Mas no curto prazo o jogo é mais difícil. A situação minoritária no Congresso Nacional, a polarização extremada alimentada pelo bolsonarismo, o poder de emergência constitucional conferido ao STF, a desconfiança de parte dos governos estaduais, o conflito com um BC autônomo, a dificuldade da maior parte do petismo de entender a necessidade de dividir o poder, em suma, todos os fatores fragmentadores estão, por ora, vencendo o jogo. Só que é possível enfrentar de forma incremental esse problema, melhorando a coordenação política e administrativa para colher frutos daqui a dois anos.

Resumidamente, há cinco formas de estratégias de coordenação que podem semear um poder futuro maior ao Lula III. Primeira, escolher poucos projetos legislativos prioritários, com maior apelo social, e liderados por governistas que saibam conversar com o sistema político. Segunda, ter uma parte central da agenda governativa que possa ser bem realizada sem a necessidade de alterações legais maiores. Terceira, dividir o poder e os recursos com o Centrão, mas criando alianças entre os ministérios, com projetos mais conjuntos e cooperativos entre os diversos grupos no poder, especialmente por meio de mecanismos de coordenação e apoio administrativo que favoreçam o sucesso de todas as políticas públicas, sejam as dos aliados mais fiéis, sejam as dos novos “companheiros”. Quarta, fortalecer a cooperação federativa e com a sociedade, sob uma lógica de parceria que facilita a boa implementação dos projetos e o reforço da legitimidade do governo federal.

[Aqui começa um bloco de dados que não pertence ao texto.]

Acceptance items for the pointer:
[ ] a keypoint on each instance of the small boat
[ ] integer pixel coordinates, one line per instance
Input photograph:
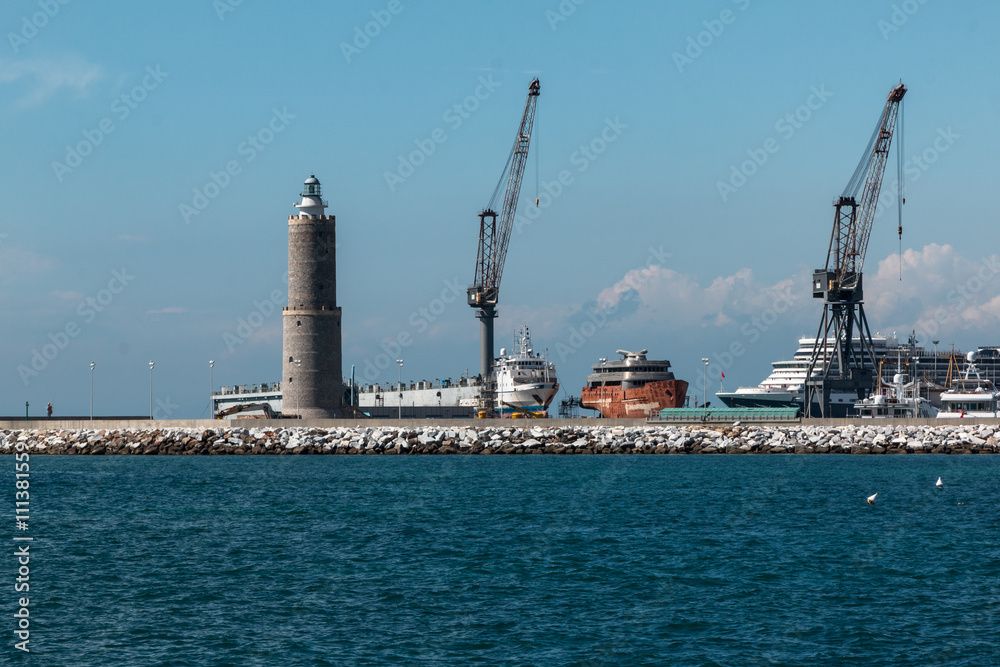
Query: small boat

Uma última forma de estratégia de coordenação frente à fragmentação vigente está no terreno de como fazer política. É preciso colocar o diálogo político a serviço de boas ideias e dos melhores compromissos entre posições diferentes. O ministro Fernando Haddad está provando que isso exige trabalho duro, mas é possível e gera frutos. Se todos no governo se comportarem assim, haverá mais chances de o sistema fragmentado pedir para ser mais governista a partir de 2025. Afinal, a perspectiva de manter-se no poder é o principal motor dos atores políticos.

Fernando Abrucio é doutor em ciência política pela USP e professor da Fundação Getulio Vargas.